Osmanlı imparatorluğu sisteminde ise bin dört yüzlerin ilk çeyreğinde “Yârin yanağından gayrı her şey ortaktır!” şiarıyla Anadolu halklarını özel mülkiyetsiz komünal bolluğa çağıran Şeyh Bedreddin devrimini hatırlayabiliriz. Ege’de başlattığı çalışmada halkı hızla örgütleyip Aydın’da  ‘ortaklar’ kentini ve iktisadını kuran Şeyh Bedreddin’in yoldaşlarından Börklüce Mustafa’nın adını şimdi de biliyorsak bu, onun sadece bilinen destansı direnişi nedeniyle değildir. Börklüce Mustafa’nın direnişi kadar, “Beyazıt Paşa”nın direnişin bu önderine halkın önünde yaptığı işkenceye kattığı dehşettir de. Çarmıha gerilen Börklüce’nin diri diri kollarının, bacaklarının gövdesinden koparılması, en sonunda da kafasının kesilerek uzuvların her birini bir şehirde halka teşhir ettirilmesi de unutulmadı unutturulamadı.  Ayrıca Osmanlı tarihi boyunca bol bol kelle uçuran padişahların yanı sıra, kadı yargısının marifetiyle uygulanan falaka ve kırbacın paraladığı insan teninin, el, kol kesme, dil koparma, gözlere mil çekme ve omuzlarına kandil dikme… cezalarının Osmanlı’ya has bir “düzen kurma” olduğunu da hatırlamak gerekir. 
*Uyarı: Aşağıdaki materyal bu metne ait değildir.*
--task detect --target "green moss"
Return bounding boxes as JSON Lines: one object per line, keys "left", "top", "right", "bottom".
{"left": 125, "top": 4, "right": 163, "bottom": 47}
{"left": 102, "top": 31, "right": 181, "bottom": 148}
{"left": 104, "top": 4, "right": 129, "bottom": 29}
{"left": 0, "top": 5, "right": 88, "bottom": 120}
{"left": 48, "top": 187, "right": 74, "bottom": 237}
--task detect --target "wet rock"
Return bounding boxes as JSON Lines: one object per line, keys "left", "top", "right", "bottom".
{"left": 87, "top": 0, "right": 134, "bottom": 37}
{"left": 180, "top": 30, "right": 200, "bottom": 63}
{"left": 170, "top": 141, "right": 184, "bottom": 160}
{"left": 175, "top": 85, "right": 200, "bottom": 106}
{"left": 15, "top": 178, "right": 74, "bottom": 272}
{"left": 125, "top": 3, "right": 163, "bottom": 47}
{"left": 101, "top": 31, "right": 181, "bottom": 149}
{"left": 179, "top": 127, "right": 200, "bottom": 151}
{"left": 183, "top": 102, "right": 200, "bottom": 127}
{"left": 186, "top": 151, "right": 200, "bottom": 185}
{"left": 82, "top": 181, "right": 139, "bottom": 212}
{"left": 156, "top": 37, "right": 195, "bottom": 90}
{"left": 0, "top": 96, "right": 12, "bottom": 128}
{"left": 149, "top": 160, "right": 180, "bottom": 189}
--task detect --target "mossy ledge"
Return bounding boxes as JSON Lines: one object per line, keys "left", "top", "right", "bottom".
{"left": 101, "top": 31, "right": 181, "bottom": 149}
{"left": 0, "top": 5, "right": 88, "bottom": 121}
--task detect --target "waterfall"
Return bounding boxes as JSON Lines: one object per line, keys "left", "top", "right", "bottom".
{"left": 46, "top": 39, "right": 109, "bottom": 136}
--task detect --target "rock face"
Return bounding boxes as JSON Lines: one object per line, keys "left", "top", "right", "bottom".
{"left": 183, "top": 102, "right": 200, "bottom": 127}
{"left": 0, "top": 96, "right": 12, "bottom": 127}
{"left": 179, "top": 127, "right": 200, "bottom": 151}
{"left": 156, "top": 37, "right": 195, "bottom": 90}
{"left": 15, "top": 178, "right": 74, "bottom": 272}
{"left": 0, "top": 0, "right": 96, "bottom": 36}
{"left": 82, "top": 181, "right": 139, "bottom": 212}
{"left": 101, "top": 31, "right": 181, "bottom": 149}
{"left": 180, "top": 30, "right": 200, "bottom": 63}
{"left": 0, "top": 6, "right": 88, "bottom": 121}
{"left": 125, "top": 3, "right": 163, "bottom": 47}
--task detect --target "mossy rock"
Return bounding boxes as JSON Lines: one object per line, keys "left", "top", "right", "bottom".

Özetle işkence bir sistem sorunudur. İnsanın insana, insanın emeğine; insanın türüne, doğasına yabancılaşmasının sonucu olarak ortaya çıkmış bir yöntem olarak; yönetilenlerin itiraz, direniş ve iradesini kırmak amaçlı kullandıkları bir sindirme, korkutma ve öldürme kurumudur.  Efendilerin kölelere, ağa ve beylerin köylülere; kapitalistlerin proleterlere; sömürgecilerin işgal ettikleri uluslara zorla dayattıkları statüyü korumak amaçlı başvurdukları bir araçtır. İnsanlık tarihinde özel mülkiyet temeli olup işkenceyi yönetme ve yıldırma amaçlı kullanmamış tek bir imparatorluk, krallık, padişahlık ve burjuva devletler yoktur. Olmadığı gibi işkence her imparatorluk, krallık, padişahlık ve devletin temelini attığı topraklar üzerindeki halkların tarihsel, ekonomik, kültürel özellerinin izini de taşımış olması nedeniyle nicelik, yöntem ve araç bakımından farklılıklar göstermiştir. Ancak kapitalizm çağında metanın kazandığı özgürlük emperyalizmle birlikte evrensel dolaşım için “vizesiz seyahat”e kavuşunca, işkence de meta ve sermayenin vahşi oburluğuna karşı mücadelenin olduğu her yere, tıpkı para gibi, meta gibi, sınırsız seyahat ve “süresiz oturum”la, emperyalist tekellerin çıkarlarıyla uyum sağlayan tüm faşist-feodal devletlere iştahla “hibe” edildi. Bugün artık sermaye gibi, işkence de bir yöntem, teknik ve kurum olarak “küresel” kimlik taşırken, işkencecilerin eğitimi de CIA ve Pentagon gibi istihbarat okullarında ve NATO kamplarında merkezileşti.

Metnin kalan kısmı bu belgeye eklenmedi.